SQL |
As mentioned earlier, SQL is an implementation of Ed Codd's relational set operators:
1. SELECT [formerly known as RESTRICT] 2. PROJECT 3. JOIN 4. PRODUCT 5. UNION 6. INTERSECT 7. DIFFERENCE 8. DIVIDE
Interestingly, Ed's ideas were ignored by IBM, his employer. Only after Oracle debuted (with SQL support right off the bat!) did IBM create DB2, its first relational DB.
char vs VARCHAR (reserved for future use by SQL - so don't use!) vs VARCHAR2 [versus NVARCHAR2 (for Unicode)]: http://www.orafaq.com/faq/what_is_the_difference_between_varchar_varchar2_and_char_data_types
Plus: ON UPDATE CASCADE and ON DELETE CASCADE - both affect [change] a secondary table (that has an FK), when a change is made in the primary table (with the corresponding PK). ON UPDATE will update the values in the secondary table when corresp. values in the primary table are changed; ON DELETE will delete rows in the secondary table, when linked rows are deleted in the primary table.
Vaguely similar to parameter passing/matching during a function call [where arguments need to match in position, type, count].
SELECT operates on 1 or more columns, and 0 or more rows from 1 or more tables - like many SQL commands, it is set-oriented and non procedural.
UPDATE modifies one or more columns of a table (on all rows, or on specific rows based on a condition specified by WHERE). Here is more.
Another ex: DELETE FROM PRODUCT WHERE P_MIN=5; (can be any condition on any attribute).
Q: what would DELETE do, if there isn't a WHERE condition?
Another example for pattern-matching: load this page, and enter and execute:
SELECT * FROM Customers WHERE CustomerName LIKE 'C%';
The EXISTS clause is used with a query, and returns TRUE if the subquery results in any output (non-zero # of rows being returned), or FALSE if the subquery results in no data. The rest of the query (the 'main' query) will (or will not) run, based on EXIST's output - if EXISTS returns false, the main query will get skipped.
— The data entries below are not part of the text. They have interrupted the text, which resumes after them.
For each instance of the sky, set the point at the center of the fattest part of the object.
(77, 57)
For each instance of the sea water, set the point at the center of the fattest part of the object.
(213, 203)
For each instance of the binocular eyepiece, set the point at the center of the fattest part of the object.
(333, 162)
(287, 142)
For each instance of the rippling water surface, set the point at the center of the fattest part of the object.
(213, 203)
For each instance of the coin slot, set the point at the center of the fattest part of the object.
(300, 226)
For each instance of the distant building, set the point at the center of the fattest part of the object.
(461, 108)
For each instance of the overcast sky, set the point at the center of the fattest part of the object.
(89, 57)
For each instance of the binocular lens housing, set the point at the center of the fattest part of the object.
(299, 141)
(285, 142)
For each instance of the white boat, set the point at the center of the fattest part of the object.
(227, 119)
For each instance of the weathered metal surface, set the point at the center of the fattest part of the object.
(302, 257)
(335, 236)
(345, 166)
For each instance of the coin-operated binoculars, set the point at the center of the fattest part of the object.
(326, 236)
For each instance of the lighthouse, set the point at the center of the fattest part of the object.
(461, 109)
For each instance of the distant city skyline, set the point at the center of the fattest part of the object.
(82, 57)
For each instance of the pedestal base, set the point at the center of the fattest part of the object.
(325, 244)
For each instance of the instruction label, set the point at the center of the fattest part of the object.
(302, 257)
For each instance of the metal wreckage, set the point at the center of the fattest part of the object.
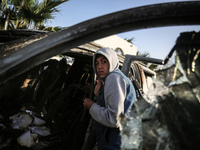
(41, 102)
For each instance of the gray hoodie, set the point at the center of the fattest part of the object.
(114, 92)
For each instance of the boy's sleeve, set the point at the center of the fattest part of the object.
(114, 96)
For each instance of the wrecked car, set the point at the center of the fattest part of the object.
(41, 98)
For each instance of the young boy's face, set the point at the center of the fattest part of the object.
(102, 66)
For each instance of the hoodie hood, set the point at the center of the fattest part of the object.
(111, 55)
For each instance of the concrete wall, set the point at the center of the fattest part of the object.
(115, 41)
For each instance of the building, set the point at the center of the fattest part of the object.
(118, 44)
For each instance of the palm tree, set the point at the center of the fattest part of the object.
(28, 12)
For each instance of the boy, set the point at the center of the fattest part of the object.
(114, 93)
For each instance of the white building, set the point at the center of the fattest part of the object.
(118, 44)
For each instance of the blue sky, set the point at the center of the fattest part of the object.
(156, 41)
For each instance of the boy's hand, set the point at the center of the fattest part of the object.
(87, 103)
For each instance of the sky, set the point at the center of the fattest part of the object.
(156, 41)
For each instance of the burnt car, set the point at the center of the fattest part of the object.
(41, 101)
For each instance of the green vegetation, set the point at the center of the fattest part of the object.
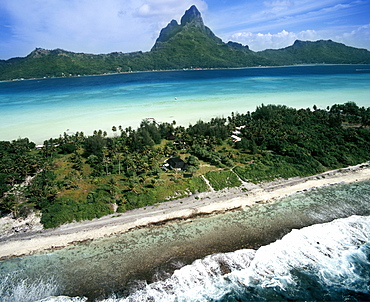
(223, 179)
(78, 177)
(189, 45)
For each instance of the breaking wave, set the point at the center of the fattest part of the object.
(329, 261)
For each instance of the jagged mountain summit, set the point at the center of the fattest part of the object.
(190, 44)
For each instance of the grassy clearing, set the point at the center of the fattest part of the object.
(223, 179)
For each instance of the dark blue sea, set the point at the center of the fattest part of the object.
(310, 246)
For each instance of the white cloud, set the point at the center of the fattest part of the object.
(282, 39)
(90, 25)
(360, 37)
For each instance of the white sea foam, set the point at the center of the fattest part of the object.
(327, 250)
(25, 290)
(335, 253)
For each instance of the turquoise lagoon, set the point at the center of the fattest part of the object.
(45, 108)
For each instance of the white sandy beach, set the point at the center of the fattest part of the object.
(204, 203)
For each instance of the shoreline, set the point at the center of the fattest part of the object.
(207, 203)
(170, 70)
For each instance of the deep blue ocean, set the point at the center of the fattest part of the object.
(310, 246)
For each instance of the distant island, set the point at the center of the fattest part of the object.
(188, 45)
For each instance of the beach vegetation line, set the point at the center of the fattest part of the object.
(77, 177)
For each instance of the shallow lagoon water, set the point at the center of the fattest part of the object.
(40, 109)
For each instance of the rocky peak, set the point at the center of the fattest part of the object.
(192, 16)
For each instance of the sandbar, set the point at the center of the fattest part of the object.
(207, 203)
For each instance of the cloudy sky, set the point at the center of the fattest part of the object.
(103, 26)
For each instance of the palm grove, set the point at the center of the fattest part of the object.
(78, 177)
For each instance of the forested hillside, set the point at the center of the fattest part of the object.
(188, 45)
(78, 177)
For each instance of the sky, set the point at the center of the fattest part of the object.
(104, 26)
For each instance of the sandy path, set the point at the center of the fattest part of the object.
(203, 203)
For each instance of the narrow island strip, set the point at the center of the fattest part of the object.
(198, 204)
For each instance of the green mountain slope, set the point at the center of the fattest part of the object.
(327, 52)
(189, 44)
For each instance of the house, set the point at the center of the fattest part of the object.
(177, 164)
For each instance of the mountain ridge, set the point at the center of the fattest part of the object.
(188, 45)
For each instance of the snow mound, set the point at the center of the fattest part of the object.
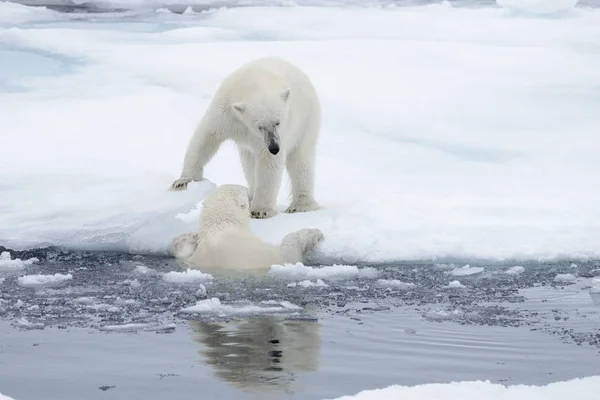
(394, 283)
(466, 270)
(301, 272)
(8, 264)
(516, 270)
(12, 14)
(306, 284)
(187, 276)
(43, 280)
(142, 269)
(580, 389)
(565, 278)
(214, 306)
(538, 7)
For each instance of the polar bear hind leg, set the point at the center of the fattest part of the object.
(248, 166)
(300, 164)
(268, 174)
(183, 246)
(297, 244)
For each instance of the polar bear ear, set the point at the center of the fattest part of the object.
(239, 107)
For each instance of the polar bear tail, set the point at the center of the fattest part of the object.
(296, 244)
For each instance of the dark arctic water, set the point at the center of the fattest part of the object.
(113, 332)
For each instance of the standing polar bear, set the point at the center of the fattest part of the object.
(270, 108)
(225, 241)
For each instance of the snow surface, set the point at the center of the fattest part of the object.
(214, 306)
(447, 131)
(43, 280)
(516, 270)
(539, 7)
(187, 276)
(306, 284)
(300, 271)
(565, 278)
(466, 270)
(8, 264)
(395, 283)
(580, 389)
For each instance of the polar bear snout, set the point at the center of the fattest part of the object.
(274, 148)
(272, 140)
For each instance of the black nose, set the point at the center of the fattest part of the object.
(274, 148)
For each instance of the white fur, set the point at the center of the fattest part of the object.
(225, 241)
(265, 101)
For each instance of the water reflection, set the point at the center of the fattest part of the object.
(259, 354)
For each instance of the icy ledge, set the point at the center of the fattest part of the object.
(580, 389)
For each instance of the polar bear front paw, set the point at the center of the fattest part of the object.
(180, 184)
(262, 213)
(313, 237)
(302, 206)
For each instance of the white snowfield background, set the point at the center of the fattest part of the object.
(580, 389)
(448, 132)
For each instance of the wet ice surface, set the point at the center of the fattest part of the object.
(119, 329)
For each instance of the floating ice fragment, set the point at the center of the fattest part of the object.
(187, 276)
(538, 7)
(466, 270)
(394, 283)
(43, 280)
(516, 270)
(201, 292)
(299, 271)
(307, 284)
(8, 264)
(564, 278)
(214, 306)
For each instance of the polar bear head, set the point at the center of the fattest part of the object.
(263, 114)
(227, 205)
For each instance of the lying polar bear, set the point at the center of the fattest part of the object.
(225, 241)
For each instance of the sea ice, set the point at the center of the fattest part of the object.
(187, 276)
(43, 280)
(214, 306)
(580, 389)
(466, 270)
(300, 271)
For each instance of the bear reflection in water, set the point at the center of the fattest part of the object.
(259, 354)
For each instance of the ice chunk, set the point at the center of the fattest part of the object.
(142, 269)
(539, 7)
(565, 278)
(516, 270)
(395, 283)
(306, 284)
(187, 276)
(8, 264)
(466, 270)
(580, 389)
(301, 272)
(201, 292)
(43, 280)
(214, 306)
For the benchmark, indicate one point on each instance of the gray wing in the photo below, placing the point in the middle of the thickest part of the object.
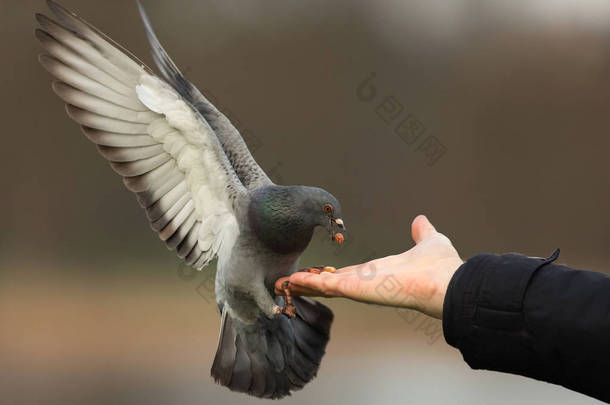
(248, 171)
(164, 150)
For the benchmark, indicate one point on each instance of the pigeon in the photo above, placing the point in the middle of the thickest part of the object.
(204, 195)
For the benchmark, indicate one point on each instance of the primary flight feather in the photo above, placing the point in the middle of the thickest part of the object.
(205, 196)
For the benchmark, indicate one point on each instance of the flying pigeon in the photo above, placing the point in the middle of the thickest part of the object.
(205, 196)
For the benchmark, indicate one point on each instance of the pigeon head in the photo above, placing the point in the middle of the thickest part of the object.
(284, 217)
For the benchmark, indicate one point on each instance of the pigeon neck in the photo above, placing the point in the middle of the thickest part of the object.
(278, 216)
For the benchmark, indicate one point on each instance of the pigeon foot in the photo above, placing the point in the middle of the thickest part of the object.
(289, 310)
(319, 269)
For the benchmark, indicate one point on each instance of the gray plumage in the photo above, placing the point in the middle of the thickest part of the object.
(205, 196)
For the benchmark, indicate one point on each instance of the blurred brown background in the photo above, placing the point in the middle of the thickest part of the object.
(94, 310)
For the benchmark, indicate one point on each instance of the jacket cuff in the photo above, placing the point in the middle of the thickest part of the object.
(485, 296)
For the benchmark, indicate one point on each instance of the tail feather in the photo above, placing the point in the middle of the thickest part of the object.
(274, 356)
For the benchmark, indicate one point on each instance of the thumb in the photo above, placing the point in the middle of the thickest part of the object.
(421, 228)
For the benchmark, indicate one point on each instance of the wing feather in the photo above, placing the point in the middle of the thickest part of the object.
(249, 172)
(167, 154)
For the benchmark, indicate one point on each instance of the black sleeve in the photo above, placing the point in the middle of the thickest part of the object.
(528, 316)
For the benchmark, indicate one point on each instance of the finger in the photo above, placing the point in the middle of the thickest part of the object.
(317, 285)
(421, 228)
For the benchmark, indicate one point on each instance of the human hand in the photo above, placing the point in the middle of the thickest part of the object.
(415, 279)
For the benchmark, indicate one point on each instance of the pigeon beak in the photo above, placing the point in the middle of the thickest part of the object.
(339, 223)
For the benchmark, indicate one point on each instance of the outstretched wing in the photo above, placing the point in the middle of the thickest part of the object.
(248, 171)
(166, 152)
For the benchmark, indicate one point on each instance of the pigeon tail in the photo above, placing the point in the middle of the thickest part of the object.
(272, 357)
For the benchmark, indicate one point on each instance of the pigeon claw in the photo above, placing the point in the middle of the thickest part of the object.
(319, 269)
(289, 310)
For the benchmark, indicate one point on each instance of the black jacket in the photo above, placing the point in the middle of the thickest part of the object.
(528, 316)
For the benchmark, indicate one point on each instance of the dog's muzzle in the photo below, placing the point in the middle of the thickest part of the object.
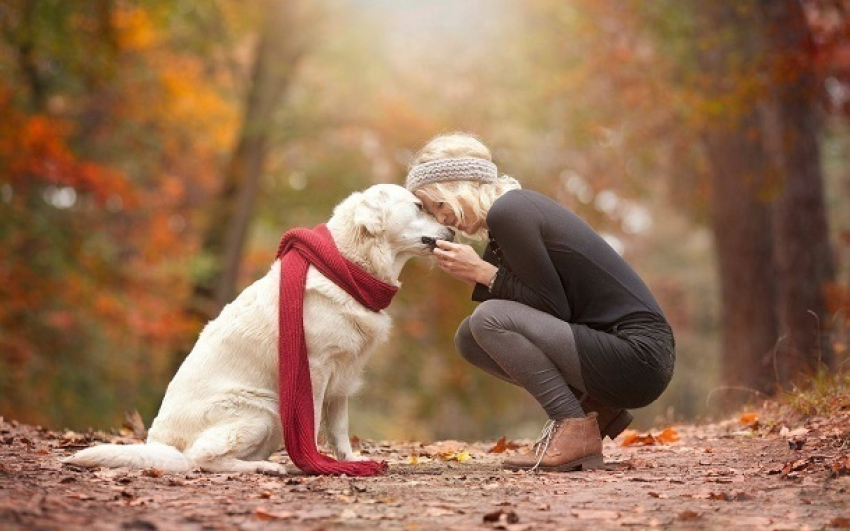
(432, 240)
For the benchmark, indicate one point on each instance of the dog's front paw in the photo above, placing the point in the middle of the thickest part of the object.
(271, 469)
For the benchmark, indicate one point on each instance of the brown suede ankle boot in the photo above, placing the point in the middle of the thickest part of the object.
(569, 444)
(612, 421)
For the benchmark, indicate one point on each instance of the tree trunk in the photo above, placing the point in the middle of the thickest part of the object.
(274, 65)
(741, 221)
(741, 214)
(802, 249)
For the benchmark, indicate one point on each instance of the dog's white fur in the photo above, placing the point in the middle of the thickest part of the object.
(220, 411)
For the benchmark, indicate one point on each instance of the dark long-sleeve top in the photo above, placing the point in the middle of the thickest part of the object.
(552, 260)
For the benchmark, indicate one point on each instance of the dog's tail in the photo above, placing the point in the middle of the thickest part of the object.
(151, 455)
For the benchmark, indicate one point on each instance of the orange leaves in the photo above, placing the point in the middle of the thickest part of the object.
(135, 31)
(633, 438)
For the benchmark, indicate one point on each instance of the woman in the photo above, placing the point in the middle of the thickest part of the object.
(561, 315)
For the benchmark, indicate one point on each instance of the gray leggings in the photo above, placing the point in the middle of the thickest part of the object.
(528, 348)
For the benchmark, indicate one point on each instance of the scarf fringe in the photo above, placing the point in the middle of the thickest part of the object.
(300, 248)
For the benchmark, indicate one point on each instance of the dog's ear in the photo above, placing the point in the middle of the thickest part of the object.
(369, 214)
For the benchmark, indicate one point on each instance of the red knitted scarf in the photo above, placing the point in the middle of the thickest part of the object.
(300, 248)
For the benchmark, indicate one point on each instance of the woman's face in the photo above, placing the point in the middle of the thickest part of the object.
(470, 224)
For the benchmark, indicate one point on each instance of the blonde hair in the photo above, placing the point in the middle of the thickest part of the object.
(480, 195)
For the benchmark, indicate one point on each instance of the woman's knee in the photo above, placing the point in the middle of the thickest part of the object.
(488, 317)
(465, 342)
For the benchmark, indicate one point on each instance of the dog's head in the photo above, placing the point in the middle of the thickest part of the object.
(385, 224)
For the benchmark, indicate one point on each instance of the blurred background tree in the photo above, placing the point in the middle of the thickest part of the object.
(152, 153)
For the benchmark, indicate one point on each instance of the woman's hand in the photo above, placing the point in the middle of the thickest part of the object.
(462, 262)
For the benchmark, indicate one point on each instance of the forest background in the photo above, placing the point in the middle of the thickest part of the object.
(152, 152)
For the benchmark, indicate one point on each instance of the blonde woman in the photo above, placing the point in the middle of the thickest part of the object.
(561, 315)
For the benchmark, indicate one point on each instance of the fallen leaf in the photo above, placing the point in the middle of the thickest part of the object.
(595, 514)
(501, 516)
(460, 457)
(264, 514)
(688, 515)
(840, 522)
(840, 467)
(500, 446)
(667, 436)
(749, 418)
(633, 438)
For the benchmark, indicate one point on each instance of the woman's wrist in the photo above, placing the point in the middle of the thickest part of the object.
(487, 276)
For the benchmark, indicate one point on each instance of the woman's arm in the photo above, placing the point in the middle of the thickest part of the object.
(519, 227)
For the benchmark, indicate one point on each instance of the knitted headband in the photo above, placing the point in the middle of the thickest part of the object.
(454, 169)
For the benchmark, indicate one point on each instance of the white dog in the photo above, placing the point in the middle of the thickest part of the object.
(220, 412)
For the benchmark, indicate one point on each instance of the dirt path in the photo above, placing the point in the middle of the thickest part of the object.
(719, 476)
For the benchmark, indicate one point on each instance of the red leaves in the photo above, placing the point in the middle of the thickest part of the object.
(502, 445)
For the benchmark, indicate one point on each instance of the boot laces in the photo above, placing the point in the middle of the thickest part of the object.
(543, 442)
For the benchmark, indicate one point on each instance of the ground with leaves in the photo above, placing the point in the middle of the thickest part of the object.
(746, 472)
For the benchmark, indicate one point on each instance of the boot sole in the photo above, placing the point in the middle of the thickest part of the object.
(618, 425)
(585, 463)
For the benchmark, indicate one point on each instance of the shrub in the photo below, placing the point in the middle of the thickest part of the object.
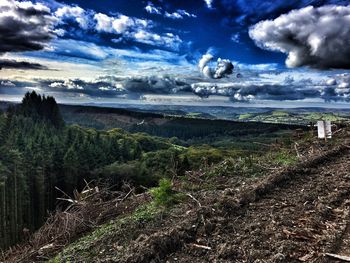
(164, 195)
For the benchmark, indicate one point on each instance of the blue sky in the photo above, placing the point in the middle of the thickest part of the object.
(209, 52)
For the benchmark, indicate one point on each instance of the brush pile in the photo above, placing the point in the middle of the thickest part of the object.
(89, 208)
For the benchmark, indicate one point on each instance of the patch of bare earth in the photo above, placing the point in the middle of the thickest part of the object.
(296, 215)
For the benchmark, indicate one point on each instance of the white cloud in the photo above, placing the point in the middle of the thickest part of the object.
(73, 12)
(315, 37)
(209, 3)
(150, 8)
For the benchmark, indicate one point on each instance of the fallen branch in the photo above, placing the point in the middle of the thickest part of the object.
(344, 258)
(191, 196)
(201, 246)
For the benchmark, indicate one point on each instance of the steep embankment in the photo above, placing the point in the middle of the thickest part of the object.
(293, 215)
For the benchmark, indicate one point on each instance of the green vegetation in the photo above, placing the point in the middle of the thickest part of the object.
(164, 195)
(39, 152)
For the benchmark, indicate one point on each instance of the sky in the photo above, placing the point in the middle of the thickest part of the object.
(193, 52)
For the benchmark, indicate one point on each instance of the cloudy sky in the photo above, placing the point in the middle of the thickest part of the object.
(193, 52)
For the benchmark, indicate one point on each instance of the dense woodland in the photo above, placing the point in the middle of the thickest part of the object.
(39, 152)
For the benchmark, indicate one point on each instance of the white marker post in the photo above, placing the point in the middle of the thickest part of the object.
(324, 129)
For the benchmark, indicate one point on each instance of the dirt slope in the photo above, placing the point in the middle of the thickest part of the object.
(294, 216)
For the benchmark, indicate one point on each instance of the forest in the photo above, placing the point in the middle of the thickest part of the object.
(41, 157)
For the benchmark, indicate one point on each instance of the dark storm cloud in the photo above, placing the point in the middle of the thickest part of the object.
(96, 88)
(24, 26)
(155, 85)
(250, 91)
(13, 64)
(315, 37)
(247, 12)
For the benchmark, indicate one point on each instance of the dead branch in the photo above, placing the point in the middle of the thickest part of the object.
(194, 199)
(201, 246)
(344, 258)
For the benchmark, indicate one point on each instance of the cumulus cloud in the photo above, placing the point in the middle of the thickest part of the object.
(155, 85)
(150, 8)
(315, 37)
(250, 91)
(224, 67)
(14, 64)
(24, 26)
(135, 29)
(93, 88)
(209, 3)
(75, 13)
(337, 87)
(178, 14)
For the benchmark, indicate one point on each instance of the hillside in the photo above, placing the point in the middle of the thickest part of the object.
(276, 208)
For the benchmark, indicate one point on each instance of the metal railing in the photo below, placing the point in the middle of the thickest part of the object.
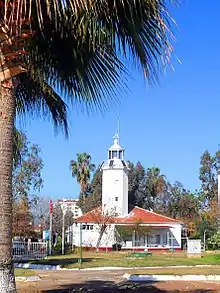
(29, 250)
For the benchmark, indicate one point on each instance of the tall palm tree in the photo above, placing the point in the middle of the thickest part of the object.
(73, 46)
(82, 169)
(155, 186)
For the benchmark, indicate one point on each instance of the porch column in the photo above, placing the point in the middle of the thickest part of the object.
(133, 239)
(168, 238)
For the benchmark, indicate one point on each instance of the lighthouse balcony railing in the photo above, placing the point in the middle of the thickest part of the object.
(23, 250)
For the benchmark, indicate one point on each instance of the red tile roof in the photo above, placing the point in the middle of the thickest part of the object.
(136, 215)
(146, 217)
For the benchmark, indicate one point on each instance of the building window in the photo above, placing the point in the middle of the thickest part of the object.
(120, 155)
(87, 227)
(157, 239)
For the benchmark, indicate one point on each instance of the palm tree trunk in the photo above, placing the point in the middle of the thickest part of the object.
(101, 232)
(7, 113)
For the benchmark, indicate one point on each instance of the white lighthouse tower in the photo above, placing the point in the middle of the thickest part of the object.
(115, 181)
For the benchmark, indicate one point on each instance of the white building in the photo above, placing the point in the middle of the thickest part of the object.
(139, 229)
(71, 205)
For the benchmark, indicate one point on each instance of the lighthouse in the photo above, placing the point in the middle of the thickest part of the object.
(115, 180)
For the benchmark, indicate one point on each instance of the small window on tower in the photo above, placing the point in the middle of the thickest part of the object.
(111, 163)
(120, 154)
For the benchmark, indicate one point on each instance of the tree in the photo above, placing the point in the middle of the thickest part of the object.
(82, 169)
(136, 185)
(208, 177)
(22, 219)
(40, 212)
(26, 176)
(155, 187)
(94, 194)
(58, 220)
(182, 204)
(87, 68)
(103, 217)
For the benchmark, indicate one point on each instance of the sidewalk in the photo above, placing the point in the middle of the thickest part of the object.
(107, 281)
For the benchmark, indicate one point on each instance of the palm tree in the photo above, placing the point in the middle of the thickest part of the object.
(82, 169)
(74, 47)
(155, 186)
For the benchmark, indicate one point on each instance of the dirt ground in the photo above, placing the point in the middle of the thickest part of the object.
(106, 281)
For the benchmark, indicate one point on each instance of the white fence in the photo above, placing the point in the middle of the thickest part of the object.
(29, 250)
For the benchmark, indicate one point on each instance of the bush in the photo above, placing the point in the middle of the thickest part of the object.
(116, 247)
(213, 242)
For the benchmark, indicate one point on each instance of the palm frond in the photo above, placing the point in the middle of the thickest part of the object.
(35, 96)
(90, 77)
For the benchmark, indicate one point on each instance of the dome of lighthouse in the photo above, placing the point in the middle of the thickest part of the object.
(115, 156)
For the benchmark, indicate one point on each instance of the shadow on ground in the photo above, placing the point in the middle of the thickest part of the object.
(108, 286)
(57, 261)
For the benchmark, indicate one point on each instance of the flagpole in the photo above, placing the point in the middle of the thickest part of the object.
(51, 221)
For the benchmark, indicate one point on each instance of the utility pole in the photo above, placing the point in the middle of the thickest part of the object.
(64, 209)
(218, 196)
(50, 231)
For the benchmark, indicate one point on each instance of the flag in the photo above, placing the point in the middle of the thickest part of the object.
(51, 206)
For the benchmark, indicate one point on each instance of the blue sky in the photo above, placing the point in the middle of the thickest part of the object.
(169, 125)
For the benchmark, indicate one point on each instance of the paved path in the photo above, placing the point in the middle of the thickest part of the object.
(106, 281)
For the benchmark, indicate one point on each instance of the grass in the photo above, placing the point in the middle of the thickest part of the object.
(122, 259)
(178, 271)
(24, 273)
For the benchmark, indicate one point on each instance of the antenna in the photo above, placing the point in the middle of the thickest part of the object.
(118, 129)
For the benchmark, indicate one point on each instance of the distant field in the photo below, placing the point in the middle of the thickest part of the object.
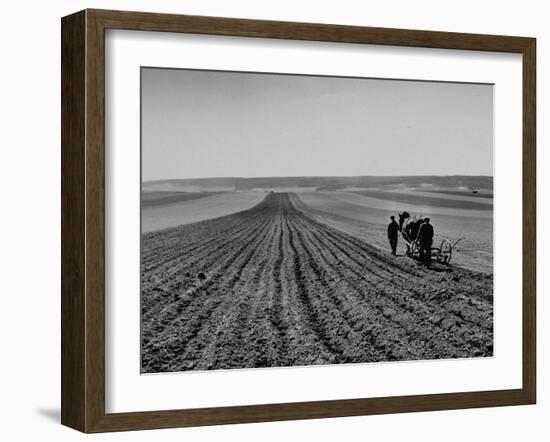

You can loosely think of EXISTS as "ONLY WHEN". We use it to 'defensively' update (insert, modify, delete) parts of a table (after we determine it is updatable).
You can also think of 'WHERE EXISTS' as "such that there exists". Eg. in the first example below (SELECT * FROM VENDOR..), it reads as "Find all vendors such that there exists records for them in the PRODUCT TABLE (via V_CODE) where P_QOH<=P_MIN" [in other words, we are looking for vendors we need to re-order from].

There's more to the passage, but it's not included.